By Andrew Travers
“The Truffle Hunters” plays out on screen like the pages of a fairy tale. Though it is a documentary, this visually sumptuous film, filled with whimsical scenes and charmingly eccentric characters, is the stuff of fantasy.
The film, which screens Wednesday night as part of the closing night of Aspen Filmfest, profiles six elderly men and their beloved dogs in a remote stretch of Italy’s Piedmont region who hunt for truffles and closely guard the secrets of their craft.
It takes the viewer rolling around the mud and digging in the dirt with the dogs and then out to the rarefied air of high-end truffle dealers who display their wares like gems on satin pillows and sell them to presidents. Co-directors Michael Dweck and Gregory Kershaw found their subjects quite by accident and spent three years slowly gaining unprecedented access to this old and tradition-bound world.
After finishing their most recent film, “The Last Race,” in 2017, Dweck and Kershaw — unbeknownst to one another — took separate family vacations to northern Italy. Both began to hear tales of a secret group of truffle hunters, a mysterious band of octogenarians who live in the mountains with their dogs.
They kept learning more, and returned regularly over the course of three years as this secret slowly opened up to them.
“It took a long time to meet the real truffle hunters,” Dweck recalled in a recent phone interview. “They made us pay our dues. But then eventually they became like family for us.”
Slowly, the hunters agreed to be on-camera. Some agreed to have cameras mounted on their dogs during their arduous hunts, or to let the filmmakers come into the woods with them. After more than a year, Dweck and Kershaw were told about a black market that operated in the middle of the night and connected hunters with truffle dealers.
“We discovered more and more secrets that we had to unravel as we were shooting,” Kershaw said. “I think every time we came back, it surprised them and eventually they realized we were serious.”
The film includes intimate scenes between hunter and dog — in the bath, at the dinner table, in church — and one hunter with his wife, who urges him to stop hunting. In once scene a dealer implores a hunter, age 84, to pass his truffle-hunting secrets on before he dies.
“The Truffle Hunters” is an entrancing 80-minute experience.

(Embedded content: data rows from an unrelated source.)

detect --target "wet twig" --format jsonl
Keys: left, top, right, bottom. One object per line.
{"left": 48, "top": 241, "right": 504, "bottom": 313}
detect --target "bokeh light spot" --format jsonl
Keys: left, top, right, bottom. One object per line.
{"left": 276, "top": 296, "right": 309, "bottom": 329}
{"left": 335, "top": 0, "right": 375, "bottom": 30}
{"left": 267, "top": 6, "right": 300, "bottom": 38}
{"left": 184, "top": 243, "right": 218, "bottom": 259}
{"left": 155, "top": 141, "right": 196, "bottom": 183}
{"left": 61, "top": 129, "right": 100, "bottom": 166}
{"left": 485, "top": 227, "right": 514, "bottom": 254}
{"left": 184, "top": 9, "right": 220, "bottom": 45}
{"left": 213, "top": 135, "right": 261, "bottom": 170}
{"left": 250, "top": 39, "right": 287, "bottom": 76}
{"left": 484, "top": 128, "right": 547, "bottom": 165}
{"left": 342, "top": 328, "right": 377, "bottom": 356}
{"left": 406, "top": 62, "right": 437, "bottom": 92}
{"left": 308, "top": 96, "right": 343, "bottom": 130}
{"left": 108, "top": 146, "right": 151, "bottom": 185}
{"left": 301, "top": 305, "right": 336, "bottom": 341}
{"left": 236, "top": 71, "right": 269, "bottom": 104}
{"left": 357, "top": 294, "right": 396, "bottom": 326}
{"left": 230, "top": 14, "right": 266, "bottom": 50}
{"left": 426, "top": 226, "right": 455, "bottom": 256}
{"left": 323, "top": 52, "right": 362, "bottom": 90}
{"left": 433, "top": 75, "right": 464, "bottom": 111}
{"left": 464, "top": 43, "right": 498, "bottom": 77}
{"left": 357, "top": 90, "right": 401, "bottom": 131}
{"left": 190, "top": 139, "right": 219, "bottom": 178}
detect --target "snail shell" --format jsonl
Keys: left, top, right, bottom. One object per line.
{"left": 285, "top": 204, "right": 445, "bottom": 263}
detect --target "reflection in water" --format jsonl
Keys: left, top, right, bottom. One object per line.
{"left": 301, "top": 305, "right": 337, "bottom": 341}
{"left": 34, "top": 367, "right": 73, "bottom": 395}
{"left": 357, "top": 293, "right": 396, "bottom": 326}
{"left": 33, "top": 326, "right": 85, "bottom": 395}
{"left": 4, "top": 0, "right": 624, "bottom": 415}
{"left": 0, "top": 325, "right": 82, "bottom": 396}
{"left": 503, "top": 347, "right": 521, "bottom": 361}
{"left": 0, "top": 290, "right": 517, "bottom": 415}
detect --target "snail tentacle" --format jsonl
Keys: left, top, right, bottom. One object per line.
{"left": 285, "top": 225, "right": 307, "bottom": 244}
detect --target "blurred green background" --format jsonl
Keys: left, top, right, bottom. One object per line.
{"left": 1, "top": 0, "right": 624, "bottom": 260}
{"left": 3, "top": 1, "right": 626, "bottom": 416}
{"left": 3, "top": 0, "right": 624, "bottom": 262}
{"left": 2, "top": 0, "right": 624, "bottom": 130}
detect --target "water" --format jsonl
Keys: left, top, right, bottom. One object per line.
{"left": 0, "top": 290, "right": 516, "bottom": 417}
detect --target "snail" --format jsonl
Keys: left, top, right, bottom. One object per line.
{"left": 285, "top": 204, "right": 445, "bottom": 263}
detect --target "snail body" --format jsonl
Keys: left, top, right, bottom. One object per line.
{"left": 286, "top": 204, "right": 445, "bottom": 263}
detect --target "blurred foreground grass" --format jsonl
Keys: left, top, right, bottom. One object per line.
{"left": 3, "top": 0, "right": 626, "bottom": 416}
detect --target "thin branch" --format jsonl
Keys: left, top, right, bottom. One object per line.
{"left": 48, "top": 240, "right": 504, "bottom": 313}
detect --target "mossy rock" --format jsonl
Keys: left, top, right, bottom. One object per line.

Its climax, if there is one, is a long shot of a man eating alone in a restaurant, enjoying — with satisfaction and meticulous care — truffles on pasta and sipping red wine while an aria plays on the soundtrack.
The painterly and sumptuous scenes that unfold in “The Truffle Hunters” are a marvel. It vividly captures the remote hilltop villages of Piedmont and a farming culture, tied to the land, that’s yet to be disrupted by 21st century technology.
“It felt like we were moving through a storybook, a fairy tale,” Kershaw said of their immersion in the scene. “We didn’t know what the story of the film would be, but we had this feeling. Figuring out a way to transmit that feeling from this special world, what was our desire to make this film.”
The scenes they capture have a richness that the best costume and set designers and biggest Hollywood budgets could not create. We see an octogenarian truffle hunter with shoulder-length gray hair in the style of Gandolf cracking wood and cooking on a fire in a home built in — and seemingly unchanged since — the 1830s. Another group drinks in a brick-built wine room with old dusty bottles piled on the floor. We see shadowy figures moving about in cobblestone alleys, negotiating truffle prices in whispers.
The filmmakers would typically get one shot per day when filming, they explained. They’d set up a camera and let it run for several hours. So the magic we see on screen is simply what played out without direction or lighting design.
“It was a slow process, but we wanted to shoot that way deliberately because we wanted to allow our characters to be comfortable,” Kershaw explained. “Time was the great luxury we had.”
Purchased by Sony Pictures Classics at the Sundance Film Festival in January, “The Truffle Hunters” has had a limited festival run through the disruptions and cancellations of 2020. It is due for a Christmas Day theatrical release and — for the filmmakers — a much-anticipated screening next month at the Torino Film Festival in Italy, where some of the truffle hunters and dogs from the film will be on hand to see it for the first time.